I think Spear 3 is being designed around the F-35B internal weapons bay.
I think box launched NSM should be added to the Type 45’s and Type 31e’s. I can’t see the Type 45’s getting Mark 41. VLS with the ongoing cuts.
Why would you wish to put MK 41 on the T45? We have a more covert platform for land attack in the sub force. The T45 already has room for 16 Harpoon size SSM. I would rather see more VLS for Sea Viper and added Sea Ceptor.
This is not an anti-ship missile. Its a mini cruise missile that has advanced precise targeting and capabilities to deal with agile targets.
I think that what you’re missing Mike is that Spear 3 isn’t really an anti-ship missile, it’s primarily a small ground target missile but MBDA are throwing in all the possible secondary uses into the marketing blurb. MBDA has also mentioned the possibility of adding the ability for Sea Ceptor to do surface engagement and, were that to happen, you presumably wouldn’t become super-critical of the whole Sea Ceptor program because it does not compare in its secondary use scenario with missiles specifically designed for surface engagement.

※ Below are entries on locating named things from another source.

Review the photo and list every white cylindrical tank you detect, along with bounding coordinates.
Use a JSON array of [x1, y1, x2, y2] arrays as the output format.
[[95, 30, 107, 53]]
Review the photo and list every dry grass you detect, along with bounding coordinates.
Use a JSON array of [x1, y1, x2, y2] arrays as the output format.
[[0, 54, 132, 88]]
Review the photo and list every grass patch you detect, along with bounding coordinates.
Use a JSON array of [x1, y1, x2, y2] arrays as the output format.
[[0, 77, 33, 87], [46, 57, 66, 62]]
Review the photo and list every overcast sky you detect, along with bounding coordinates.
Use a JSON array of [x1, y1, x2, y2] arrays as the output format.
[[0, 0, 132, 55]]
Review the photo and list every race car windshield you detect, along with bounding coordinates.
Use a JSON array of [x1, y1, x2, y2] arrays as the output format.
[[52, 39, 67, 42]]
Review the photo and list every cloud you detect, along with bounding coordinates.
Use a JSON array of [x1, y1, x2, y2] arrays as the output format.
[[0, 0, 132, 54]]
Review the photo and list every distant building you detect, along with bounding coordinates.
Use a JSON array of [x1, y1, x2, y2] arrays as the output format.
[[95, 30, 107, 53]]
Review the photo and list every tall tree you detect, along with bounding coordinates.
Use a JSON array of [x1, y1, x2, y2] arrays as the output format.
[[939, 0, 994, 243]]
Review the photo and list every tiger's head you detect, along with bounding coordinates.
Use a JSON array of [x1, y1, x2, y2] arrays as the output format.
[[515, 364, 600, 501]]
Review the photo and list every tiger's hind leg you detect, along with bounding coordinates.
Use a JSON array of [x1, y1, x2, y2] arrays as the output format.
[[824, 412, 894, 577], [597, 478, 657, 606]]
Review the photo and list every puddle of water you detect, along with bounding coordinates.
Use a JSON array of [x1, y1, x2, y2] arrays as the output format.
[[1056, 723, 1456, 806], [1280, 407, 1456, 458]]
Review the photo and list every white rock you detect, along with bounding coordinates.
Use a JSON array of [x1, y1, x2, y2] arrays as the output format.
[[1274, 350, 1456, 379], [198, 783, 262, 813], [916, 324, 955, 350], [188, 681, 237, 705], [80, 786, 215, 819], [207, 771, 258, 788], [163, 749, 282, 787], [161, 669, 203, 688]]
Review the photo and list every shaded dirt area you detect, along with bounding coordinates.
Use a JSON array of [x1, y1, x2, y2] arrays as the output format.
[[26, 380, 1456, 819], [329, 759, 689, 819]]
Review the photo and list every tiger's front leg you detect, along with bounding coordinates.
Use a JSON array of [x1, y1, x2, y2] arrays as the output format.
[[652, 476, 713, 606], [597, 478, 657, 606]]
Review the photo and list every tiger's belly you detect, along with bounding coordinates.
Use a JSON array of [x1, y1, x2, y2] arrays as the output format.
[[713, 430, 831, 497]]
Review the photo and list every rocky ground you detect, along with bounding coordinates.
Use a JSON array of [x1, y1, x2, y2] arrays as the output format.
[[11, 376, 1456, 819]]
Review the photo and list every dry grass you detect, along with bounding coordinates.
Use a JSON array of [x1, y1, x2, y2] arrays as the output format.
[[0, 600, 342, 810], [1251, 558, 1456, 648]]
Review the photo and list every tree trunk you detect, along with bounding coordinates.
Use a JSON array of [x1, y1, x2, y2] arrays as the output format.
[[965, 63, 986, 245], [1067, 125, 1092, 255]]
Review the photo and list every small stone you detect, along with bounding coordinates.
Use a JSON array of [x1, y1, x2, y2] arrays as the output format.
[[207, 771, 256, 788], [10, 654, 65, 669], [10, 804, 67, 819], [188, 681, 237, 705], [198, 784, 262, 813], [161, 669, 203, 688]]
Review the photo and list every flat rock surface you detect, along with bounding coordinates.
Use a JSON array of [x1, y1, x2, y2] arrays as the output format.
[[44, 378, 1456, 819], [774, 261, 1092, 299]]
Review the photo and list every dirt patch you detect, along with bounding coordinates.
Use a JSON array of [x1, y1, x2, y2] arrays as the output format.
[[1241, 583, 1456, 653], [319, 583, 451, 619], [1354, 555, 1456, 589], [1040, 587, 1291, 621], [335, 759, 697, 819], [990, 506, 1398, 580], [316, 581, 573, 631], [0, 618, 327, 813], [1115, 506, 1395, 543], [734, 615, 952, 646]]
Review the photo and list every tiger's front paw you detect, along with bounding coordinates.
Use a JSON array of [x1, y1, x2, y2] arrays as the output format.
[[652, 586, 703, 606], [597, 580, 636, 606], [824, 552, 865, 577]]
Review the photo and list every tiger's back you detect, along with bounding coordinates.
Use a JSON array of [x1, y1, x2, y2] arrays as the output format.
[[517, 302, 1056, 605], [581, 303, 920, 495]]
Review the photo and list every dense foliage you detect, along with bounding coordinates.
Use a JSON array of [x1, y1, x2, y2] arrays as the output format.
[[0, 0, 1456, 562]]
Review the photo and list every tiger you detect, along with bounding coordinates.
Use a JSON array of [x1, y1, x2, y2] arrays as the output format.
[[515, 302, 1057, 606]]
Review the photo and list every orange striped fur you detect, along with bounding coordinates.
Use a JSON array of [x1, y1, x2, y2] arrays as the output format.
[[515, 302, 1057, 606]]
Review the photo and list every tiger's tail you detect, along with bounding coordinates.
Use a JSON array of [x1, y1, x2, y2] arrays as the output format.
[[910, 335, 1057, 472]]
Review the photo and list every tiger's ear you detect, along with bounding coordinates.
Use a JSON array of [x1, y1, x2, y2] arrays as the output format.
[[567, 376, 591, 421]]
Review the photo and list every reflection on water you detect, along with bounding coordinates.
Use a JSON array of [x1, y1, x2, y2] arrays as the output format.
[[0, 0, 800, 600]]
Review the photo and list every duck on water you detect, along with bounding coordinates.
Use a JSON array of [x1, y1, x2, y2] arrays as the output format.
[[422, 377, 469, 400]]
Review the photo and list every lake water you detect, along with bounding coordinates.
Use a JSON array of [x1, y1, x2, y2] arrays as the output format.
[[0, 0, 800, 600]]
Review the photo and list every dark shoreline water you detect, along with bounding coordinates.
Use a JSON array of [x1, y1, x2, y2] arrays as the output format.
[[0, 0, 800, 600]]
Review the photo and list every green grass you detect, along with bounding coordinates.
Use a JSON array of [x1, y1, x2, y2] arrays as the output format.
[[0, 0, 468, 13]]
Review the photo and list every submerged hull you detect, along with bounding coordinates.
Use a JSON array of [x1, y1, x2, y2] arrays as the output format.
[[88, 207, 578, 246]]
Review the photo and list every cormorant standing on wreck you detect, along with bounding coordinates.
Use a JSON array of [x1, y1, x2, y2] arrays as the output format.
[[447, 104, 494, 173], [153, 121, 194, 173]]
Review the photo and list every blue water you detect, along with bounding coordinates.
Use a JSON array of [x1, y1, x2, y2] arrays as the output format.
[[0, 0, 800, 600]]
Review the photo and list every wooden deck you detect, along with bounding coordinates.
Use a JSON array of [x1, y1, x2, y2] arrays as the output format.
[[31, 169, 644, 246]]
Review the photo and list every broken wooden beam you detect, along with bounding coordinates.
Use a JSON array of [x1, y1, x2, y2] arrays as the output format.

I don’t think that anyone really thinks that Spear 3 against a large vessel is in any way comparable with something like LRASM or JSM, the comparison is laughable, but if I was under swarm attack from a number of small or even medium-small vessels I would quite like to know that Spear 3 was another weapons system that could target them. In fact the same goes for Sea Ceptor. The more flexibility the better provided one doesn’t kid oneself into thinking that because a weapon has a secondary ancillary use against a certain class of target that means that one can do away with weapons whose primary purpose is to neutralise that class of target.
Spear 3 might also be reasonably effective against medium sized targets if it has suitable database data on a specific target, e.g. class of ship, for its terminal radar guidance. If it can target the turret ring on a tank then it should be able to target funnels, radar masts, guns, bridge etc so might be able to do a mission kill even with a modest warhead.
Disclaimer – I am not an expert, just a civilian interested in this stuff and reading about it for a while, so please any experts jump in if some or all of the above is rubbish. I want to learn and welcome corrections.
Well said Sir, people don’t view things in a conflict situation often enough where re-stocking of your armaments may not be a reliable or predictable process. To have a system that is good at what it does ie take out small targets (which is still arguably the most likely scenario In today’s politically fractious world anyway) while offering a useful back up to whatever main offensive anti ship capability you have is a fabulous asset. One only has to look at past conflicts where regular use of weapons or technology in scenarios they were not specifically designed for was crucial and often not only very successful but on some occasions actually more successful than its originally designated purpose.
We can’t afford to develop everything and can procure an ASM solution from either of the allies you mention. As long as we buy LRASM to replace Harpoon and eventually Tomahawk I will be happy.
The UK is developing an anti-ship missile with France, it does not need LRASM.
Well that capability won’t be available till perhaps late 2020s or even 30s though from what I have read. Unless that timescale is well off or I am mistaken surely something needs to fill the gap of losing Harpoon?
Who says the UK will be losing Harpoon? Type 23’s will be in service for many years to come.
Apparently we won’t lose Harpoon until at least 2020 (so we’ll lose them in 2020), so we’ll have T23s, but not the missiles. Perseus is bound to go over budget and get delayed so we’re probably looking at the mid 2030s for it to come into service. That’s a huge gap that needs to be filled by a capable weapon.
The Type 31e is due to enter service from 2023 and the new British / French missile is not due until 2030, so we’ll either end up with Harpoon for the next 12 years (which is scandalous) or we have a stop gap where I think box launched NSM would be ideal.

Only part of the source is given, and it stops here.